Let $\mathcal{D}(\mathbb{R})$ be the space of smooth functions with compact support and $\mathcal{D}'(\mathbb{R})$ the space of distributions (ie. continuous linear functionals on $\mathcal{D}$). There is a natural embedding $T: L^1_{\mathrm{loc.}}(\mathbb{R}) \to \mathcal{D}'(\mathbb{R})$: $$ T(f) = \varphi \mapsto \int_{\mathbb{R}} f(x) \, \varphi(x) \, \mathrm{d}x \qquad \forall f \in L^1_{\mathrm{loc.}} \quad \forall \varphi \in \mathcal{D} $$ The space $T(L^1_{\mathrm{loc.}}) \subset \mathcal{D}'$ of all distributions representable by a locally integrable function is called the space of regular distributions, all other distributions are called singular distributions. My question is: does every distribution $f \in \mathcal{D}'$ have a unique decomposition into the sum $f = f_{\mathrm{reg.}} + f_{\mathrm{sing.}}$of its regular and singular parts?

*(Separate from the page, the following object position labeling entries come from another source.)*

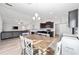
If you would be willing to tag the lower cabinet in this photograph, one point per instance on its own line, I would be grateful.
(11, 34)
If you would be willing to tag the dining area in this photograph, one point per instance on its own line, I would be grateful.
(36, 45)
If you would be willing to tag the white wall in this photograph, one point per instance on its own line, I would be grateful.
(0, 24)
(11, 18)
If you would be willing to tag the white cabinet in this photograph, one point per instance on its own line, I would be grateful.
(62, 28)
(0, 24)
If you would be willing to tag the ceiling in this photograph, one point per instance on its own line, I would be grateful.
(43, 9)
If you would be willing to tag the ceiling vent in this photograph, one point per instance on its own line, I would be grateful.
(8, 4)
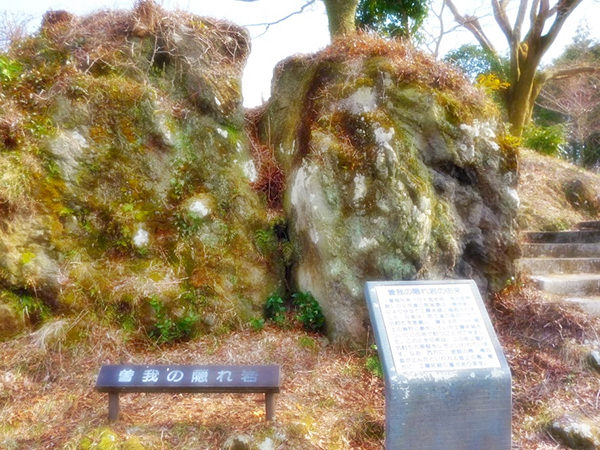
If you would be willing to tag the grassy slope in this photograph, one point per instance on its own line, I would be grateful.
(544, 205)
(329, 399)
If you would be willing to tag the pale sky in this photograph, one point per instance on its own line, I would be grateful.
(303, 33)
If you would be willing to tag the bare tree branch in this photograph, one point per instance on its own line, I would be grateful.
(472, 24)
(561, 74)
(267, 25)
(519, 20)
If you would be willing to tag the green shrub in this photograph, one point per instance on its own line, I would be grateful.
(166, 329)
(309, 311)
(547, 140)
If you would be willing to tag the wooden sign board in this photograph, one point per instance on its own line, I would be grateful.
(448, 385)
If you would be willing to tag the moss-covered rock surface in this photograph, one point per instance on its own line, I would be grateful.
(125, 175)
(396, 169)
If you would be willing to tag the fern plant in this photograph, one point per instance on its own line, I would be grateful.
(309, 311)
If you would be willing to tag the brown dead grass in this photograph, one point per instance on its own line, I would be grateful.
(544, 205)
(546, 344)
(328, 399)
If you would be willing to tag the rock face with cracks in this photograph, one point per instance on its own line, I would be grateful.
(126, 175)
(396, 170)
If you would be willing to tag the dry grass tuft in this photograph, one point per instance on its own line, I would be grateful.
(271, 179)
(545, 344)
(544, 202)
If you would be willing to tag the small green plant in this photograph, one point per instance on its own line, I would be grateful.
(547, 140)
(309, 311)
(275, 309)
(9, 69)
(166, 329)
(266, 241)
(372, 363)
(257, 323)
(308, 343)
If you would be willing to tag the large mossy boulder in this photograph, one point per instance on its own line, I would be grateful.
(125, 172)
(396, 169)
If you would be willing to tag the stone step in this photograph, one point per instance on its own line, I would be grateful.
(590, 225)
(541, 266)
(590, 305)
(562, 237)
(586, 250)
(573, 285)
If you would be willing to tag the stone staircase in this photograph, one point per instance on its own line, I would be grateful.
(566, 264)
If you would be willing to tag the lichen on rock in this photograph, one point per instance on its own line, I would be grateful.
(394, 171)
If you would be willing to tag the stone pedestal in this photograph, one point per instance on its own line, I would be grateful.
(448, 386)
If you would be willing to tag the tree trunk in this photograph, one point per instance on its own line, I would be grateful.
(340, 14)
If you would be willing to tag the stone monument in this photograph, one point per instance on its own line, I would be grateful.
(447, 382)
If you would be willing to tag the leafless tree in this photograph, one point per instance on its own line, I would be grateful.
(526, 49)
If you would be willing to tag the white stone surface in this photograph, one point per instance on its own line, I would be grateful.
(141, 238)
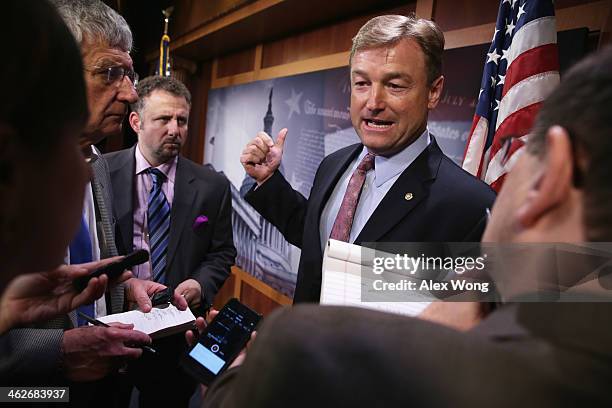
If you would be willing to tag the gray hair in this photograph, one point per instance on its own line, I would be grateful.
(158, 83)
(390, 29)
(94, 21)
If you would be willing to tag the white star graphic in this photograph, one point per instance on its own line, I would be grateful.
(495, 33)
(521, 12)
(505, 54)
(294, 103)
(493, 56)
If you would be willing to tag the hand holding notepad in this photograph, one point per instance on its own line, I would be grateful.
(157, 323)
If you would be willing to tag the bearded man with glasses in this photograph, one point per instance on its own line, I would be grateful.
(57, 352)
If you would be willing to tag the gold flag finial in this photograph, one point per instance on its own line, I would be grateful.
(167, 12)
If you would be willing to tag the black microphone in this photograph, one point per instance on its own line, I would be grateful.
(114, 269)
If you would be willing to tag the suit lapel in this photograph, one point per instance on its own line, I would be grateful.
(124, 197)
(184, 197)
(405, 194)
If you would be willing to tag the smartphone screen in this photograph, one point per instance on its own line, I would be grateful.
(222, 341)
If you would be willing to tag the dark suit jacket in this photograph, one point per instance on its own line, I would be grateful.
(522, 355)
(448, 205)
(33, 355)
(204, 254)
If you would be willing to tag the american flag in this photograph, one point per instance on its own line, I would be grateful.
(521, 70)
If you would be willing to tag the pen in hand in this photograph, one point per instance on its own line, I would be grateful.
(97, 322)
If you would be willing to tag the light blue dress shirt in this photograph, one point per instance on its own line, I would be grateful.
(377, 183)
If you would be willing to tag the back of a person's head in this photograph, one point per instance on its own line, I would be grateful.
(95, 22)
(581, 104)
(42, 74)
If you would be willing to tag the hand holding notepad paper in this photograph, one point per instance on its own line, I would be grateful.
(157, 323)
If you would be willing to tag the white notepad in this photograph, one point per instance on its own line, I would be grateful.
(157, 323)
(342, 281)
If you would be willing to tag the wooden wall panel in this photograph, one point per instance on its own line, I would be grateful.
(322, 41)
(225, 293)
(236, 63)
(190, 14)
(455, 14)
(199, 85)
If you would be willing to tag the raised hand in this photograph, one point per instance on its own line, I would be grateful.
(262, 156)
(91, 353)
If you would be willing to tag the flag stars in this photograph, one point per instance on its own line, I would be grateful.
(521, 12)
(505, 54)
(495, 34)
(509, 28)
(493, 57)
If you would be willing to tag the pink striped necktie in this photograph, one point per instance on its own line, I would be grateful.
(341, 230)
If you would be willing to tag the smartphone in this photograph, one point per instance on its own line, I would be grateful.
(114, 269)
(221, 342)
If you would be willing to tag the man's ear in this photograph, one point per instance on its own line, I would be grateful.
(435, 92)
(135, 121)
(554, 183)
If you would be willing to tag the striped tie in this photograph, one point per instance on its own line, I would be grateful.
(344, 220)
(158, 215)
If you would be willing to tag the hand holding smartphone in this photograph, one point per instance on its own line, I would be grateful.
(221, 342)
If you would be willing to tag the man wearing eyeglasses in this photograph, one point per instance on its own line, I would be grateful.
(59, 352)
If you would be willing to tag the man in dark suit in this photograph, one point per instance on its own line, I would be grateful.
(57, 351)
(180, 211)
(522, 354)
(397, 185)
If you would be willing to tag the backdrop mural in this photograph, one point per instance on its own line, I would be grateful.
(315, 109)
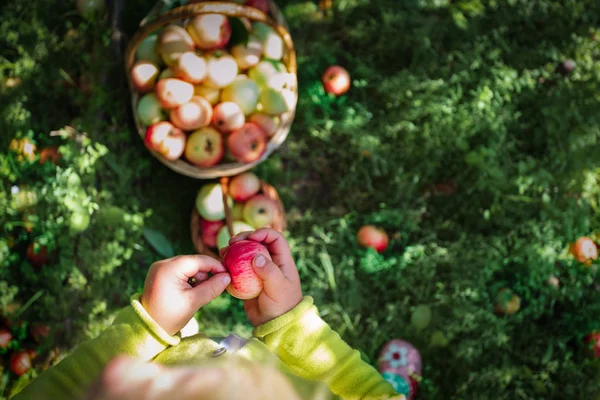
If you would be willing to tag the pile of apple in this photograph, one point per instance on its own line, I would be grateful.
(206, 98)
(250, 209)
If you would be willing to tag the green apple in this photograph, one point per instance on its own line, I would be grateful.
(264, 70)
(209, 202)
(149, 110)
(244, 92)
(237, 227)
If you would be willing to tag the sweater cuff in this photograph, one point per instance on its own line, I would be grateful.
(151, 325)
(284, 320)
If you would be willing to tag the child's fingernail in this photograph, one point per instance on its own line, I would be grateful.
(260, 261)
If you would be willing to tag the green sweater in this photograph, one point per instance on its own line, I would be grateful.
(304, 344)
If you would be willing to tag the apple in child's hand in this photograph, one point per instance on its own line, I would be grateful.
(373, 237)
(191, 67)
(149, 110)
(228, 116)
(209, 202)
(192, 115)
(5, 338)
(244, 92)
(173, 41)
(336, 80)
(210, 229)
(584, 250)
(221, 69)
(143, 76)
(166, 140)
(210, 31)
(248, 143)
(205, 147)
(20, 362)
(244, 186)
(209, 93)
(260, 211)
(245, 284)
(174, 92)
(269, 123)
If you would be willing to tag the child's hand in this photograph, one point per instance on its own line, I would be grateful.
(168, 297)
(282, 290)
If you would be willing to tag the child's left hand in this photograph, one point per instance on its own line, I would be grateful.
(168, 297)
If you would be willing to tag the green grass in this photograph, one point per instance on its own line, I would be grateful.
(463, 92)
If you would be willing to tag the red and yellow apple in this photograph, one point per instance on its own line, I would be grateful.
(245, 284)
(205, 147)
(260, 211)
(144, 75)
(373, 237)
(193, 115)
(166, 140)
(174, 92)
(244, 186)
(228, 116)
(336, 80)
(248, 143)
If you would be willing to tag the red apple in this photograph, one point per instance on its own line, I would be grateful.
(593, 343)
(191, 67)
(5, 338)
(260, 211)
(262, 5)
(244, 186)
(205, 147)
(373, 237)
(20, 362)
(38, 259)
(245, 284)
(165, 139)
(228, 116)
(193, 115)
(144, 75)
(210, 229)
(210, 31)
(584, 250)
(248, 143)
(336, 80)
(174, 92)
(172, 42)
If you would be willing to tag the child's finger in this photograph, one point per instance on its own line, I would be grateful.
(208, 290)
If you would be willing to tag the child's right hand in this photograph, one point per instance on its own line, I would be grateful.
(282, 290)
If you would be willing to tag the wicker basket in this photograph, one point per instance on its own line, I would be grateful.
(196, 232)
(152, 23)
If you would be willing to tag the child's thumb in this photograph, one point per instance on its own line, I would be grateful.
(210, 289)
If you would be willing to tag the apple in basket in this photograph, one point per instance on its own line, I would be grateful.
(260, 211)
(195, 114)
(205, 147)
(248, 143)
(172, 42)
(210, 31)
(166, 140)
(336, 80)
(245, 284)
(228, 116)
(242, 187)
(144, 75)
(173, 93)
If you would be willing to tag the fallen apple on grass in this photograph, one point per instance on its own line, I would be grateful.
(205, 147)
(336, 80)
(245, 284)
(373, 237)
(166, 140)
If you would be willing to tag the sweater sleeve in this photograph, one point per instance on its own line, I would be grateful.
(306, 344)
(133, 332)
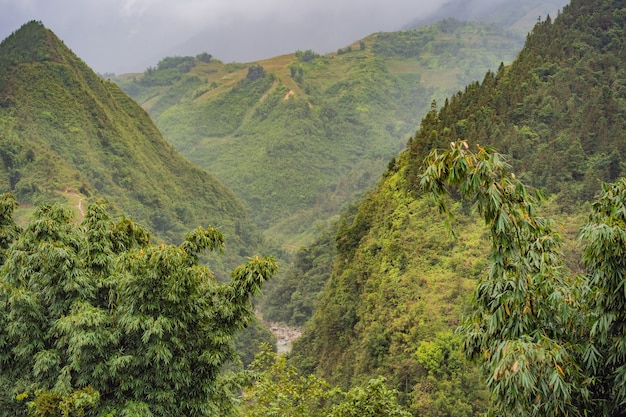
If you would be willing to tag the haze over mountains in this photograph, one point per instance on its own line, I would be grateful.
(128, 36)
(383, 284)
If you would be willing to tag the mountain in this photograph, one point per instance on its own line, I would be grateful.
(518, 16)
(399, 283)
(68, 136)
(298, 136)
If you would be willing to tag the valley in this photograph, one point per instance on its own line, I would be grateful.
(427, 222)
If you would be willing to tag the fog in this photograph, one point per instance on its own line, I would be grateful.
(129, 35)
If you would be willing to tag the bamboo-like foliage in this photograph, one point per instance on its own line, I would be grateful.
(96, 308)
(527, 323)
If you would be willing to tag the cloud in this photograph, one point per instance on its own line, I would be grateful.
(129, 35)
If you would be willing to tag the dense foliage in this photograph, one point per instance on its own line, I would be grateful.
(68, 136)
(97, 317)
(551, 344)
(398, 284)
(316, 130)
(277, 388)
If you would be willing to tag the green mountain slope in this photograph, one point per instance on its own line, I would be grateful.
(398, 282)
(67, 135)
(303, 134)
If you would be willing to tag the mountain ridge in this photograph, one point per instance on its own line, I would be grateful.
(65, 128)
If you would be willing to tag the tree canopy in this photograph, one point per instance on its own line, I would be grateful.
(99, 318)
(550, 344)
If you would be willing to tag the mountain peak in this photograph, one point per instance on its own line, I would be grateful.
(32, 42)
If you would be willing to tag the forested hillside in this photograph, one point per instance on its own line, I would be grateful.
(400, 283)
(298, 136)
(68, 136)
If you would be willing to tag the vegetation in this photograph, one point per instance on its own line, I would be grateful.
(398, 286)
(68, 136)
(277, 388)
(96, 312)
(317, 131)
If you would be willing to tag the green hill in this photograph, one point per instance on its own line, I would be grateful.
(67, 135)
(298, 136)
(399, 283)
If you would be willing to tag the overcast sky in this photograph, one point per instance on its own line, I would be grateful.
(129, 35)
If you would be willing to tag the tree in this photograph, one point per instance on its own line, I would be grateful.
(276, 388)
(97, 307)
(529, 323)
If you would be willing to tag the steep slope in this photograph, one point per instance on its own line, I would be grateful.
(303, 134)
(67, 135)
(399, 282)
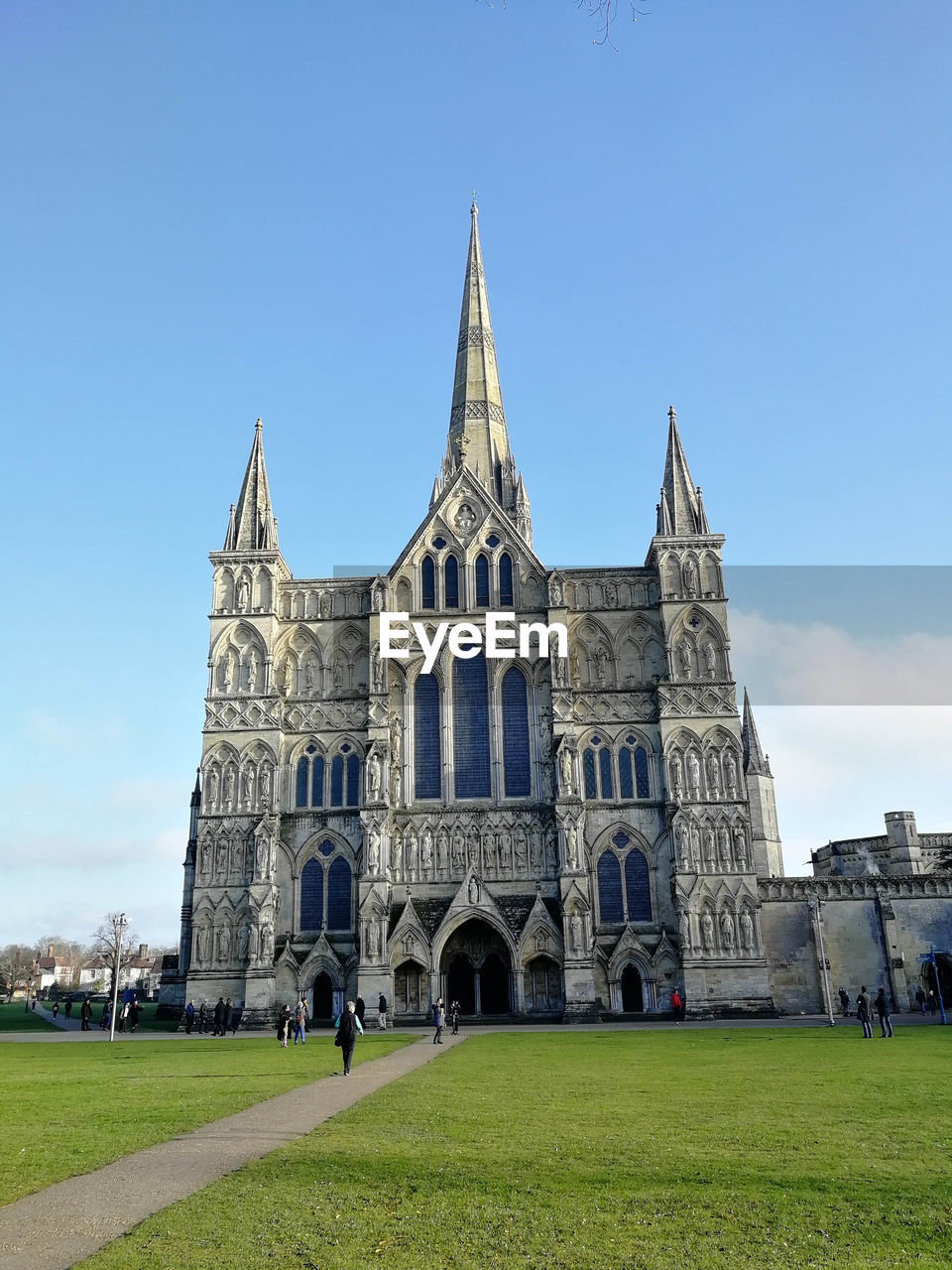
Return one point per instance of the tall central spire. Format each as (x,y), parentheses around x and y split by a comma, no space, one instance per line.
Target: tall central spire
(477,434)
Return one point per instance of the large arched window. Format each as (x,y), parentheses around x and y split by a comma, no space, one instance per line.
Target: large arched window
(308,779)
(633,770)
(339,896)
(428,583)
(516,734)
(481,581)
(506,580)
(597,769)
(451,583)
(471,726)
(426,765)
(312,896)
(610,888)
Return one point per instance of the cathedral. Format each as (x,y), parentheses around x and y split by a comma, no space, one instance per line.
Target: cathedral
(557,833)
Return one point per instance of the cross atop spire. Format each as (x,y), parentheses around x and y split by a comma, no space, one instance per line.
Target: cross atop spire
(678,489)
(477,436)
(252,525)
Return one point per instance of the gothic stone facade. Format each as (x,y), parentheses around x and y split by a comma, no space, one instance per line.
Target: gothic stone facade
(544,837)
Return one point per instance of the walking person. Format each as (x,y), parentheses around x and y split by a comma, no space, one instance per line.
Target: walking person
(675,1005)
(284,1025)
(862,1012)
(883,1012)
(348,1030)
(299,1023)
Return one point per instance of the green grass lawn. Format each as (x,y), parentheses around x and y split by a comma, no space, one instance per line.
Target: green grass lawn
(70,1107)
(14,1017)
(626,1151)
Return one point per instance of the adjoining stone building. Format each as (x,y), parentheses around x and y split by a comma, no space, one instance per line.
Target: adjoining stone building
(540,835)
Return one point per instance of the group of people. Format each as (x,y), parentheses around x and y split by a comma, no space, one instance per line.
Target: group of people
(223,1017)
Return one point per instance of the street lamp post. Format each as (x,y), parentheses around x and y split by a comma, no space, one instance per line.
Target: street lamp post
(119,925)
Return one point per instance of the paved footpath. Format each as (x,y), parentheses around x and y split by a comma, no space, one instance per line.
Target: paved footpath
(56,1227)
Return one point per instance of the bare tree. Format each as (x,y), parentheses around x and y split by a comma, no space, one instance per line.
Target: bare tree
(17,965)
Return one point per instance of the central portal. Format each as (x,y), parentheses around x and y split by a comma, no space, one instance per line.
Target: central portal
(477,969)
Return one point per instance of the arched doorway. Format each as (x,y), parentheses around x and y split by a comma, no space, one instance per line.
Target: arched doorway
(477,969)
(633,996)
(322,997)
(461,983)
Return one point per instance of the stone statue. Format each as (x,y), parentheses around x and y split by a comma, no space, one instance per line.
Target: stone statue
(684,930)
(565,771)
(683,839)
(575,933)
(707,933)
(740,847)
(395,780)
(730,774)
(710,659)
(676,779)
(694,775)
(728,933)
(724,847)
(684,656)
(373,852)
(373,776)
(747,931)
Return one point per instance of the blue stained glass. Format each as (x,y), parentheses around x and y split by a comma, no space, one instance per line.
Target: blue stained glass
(451,583)
(626,786)
(516,734)
(311,896)
(610,888)
(429,583)
(506,580)
(481,581)
(642,772)
(426,766)
(301,783)
(604,765)
(471,726)
(339,896)
(353,780)
(638,887)
(588,771)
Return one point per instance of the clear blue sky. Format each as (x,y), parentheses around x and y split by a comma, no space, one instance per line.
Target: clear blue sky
(226,209)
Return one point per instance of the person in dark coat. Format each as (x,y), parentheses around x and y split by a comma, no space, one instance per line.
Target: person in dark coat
(862,1011)
(348,1030)
(284,1025)
(883,1012)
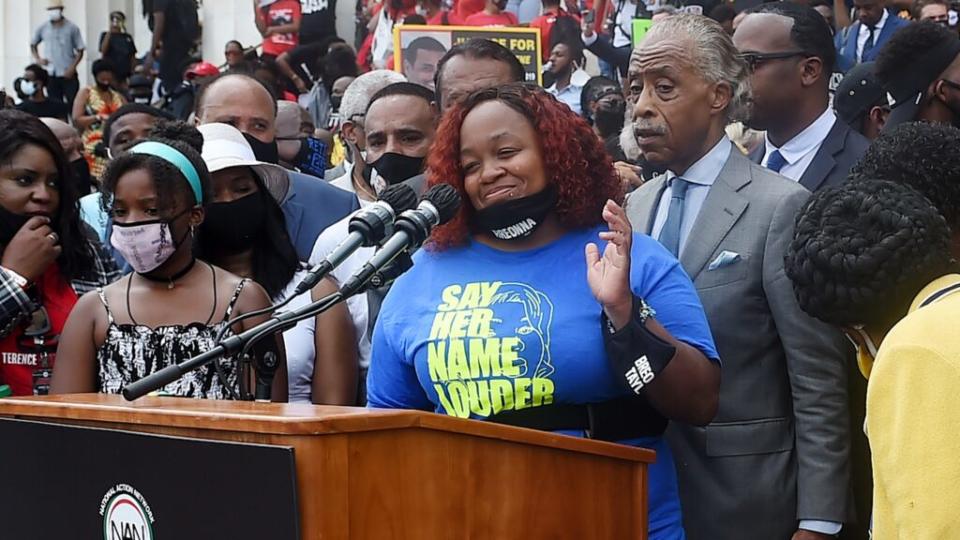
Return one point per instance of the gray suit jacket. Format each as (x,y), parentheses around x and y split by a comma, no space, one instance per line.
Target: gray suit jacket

I intuitively feel that this should be true, but struggle to define such a decomposition more precisely, let alone prove it. The first problem one encounters is that given a smooth function $g(x)$, $f = g + \delta \,$ has many possible decompositions: $$ f = \underbrace{0}_{\mathrm{reg.}} + \underbrace{g + \delta}_{\mathrm{sing.}} \; = \underbrace{\tfrac{1}{2} g}_{\mathrm{reg.}} + \underbrace{\tfrac{1}{2} g + \delta}_{\mathrm{sing.}} = \underbrace{g}_{\mathrm{reg.}} + \underbrace{\delta}_{\mathrm{sing.}} = \underbrace{2g}_{\mathrm{reg.}} \; \underbrace{ - g + \delta}_{\mathrm{sing.}} $$ Obviously, the decomposition I want is $f_{\mathrm{reg.}} = g, \; f_{\mathrm{sing.}} = \delta$. Maybe a decomposition, where the support of $f_{\mathrm{sing.}}$ is equal to its singular support would be a good criterion? But I don't know, maybe there are distributions with non-discrete singular spectrum or something like that, when this approach would fail.
I know that there is a class of distributions called distributions of order zero that have a one-to-one correspondence with Radon measures (Carlsson, 2.6): $$ \forall T \in \mathcal{D}' \text{ of order 0 } \exists \text{ Radon measure } \mu \qquad T(\varphi) = \int_{\mathbb{R}} \varphi \; \mathrm{d}\mu \qquad \forall \varphi \in \mathcal{D} $$ Such a measure can be decomposed into $\mu_{\mathrm{reg.}}$ and $\mu_{\mathrm{sing.}}$ with respect to the Lebesgue measure by the Lebesgue's decomposition theorem. But this doesn't tell me anything about the decomposition of distributions of general order.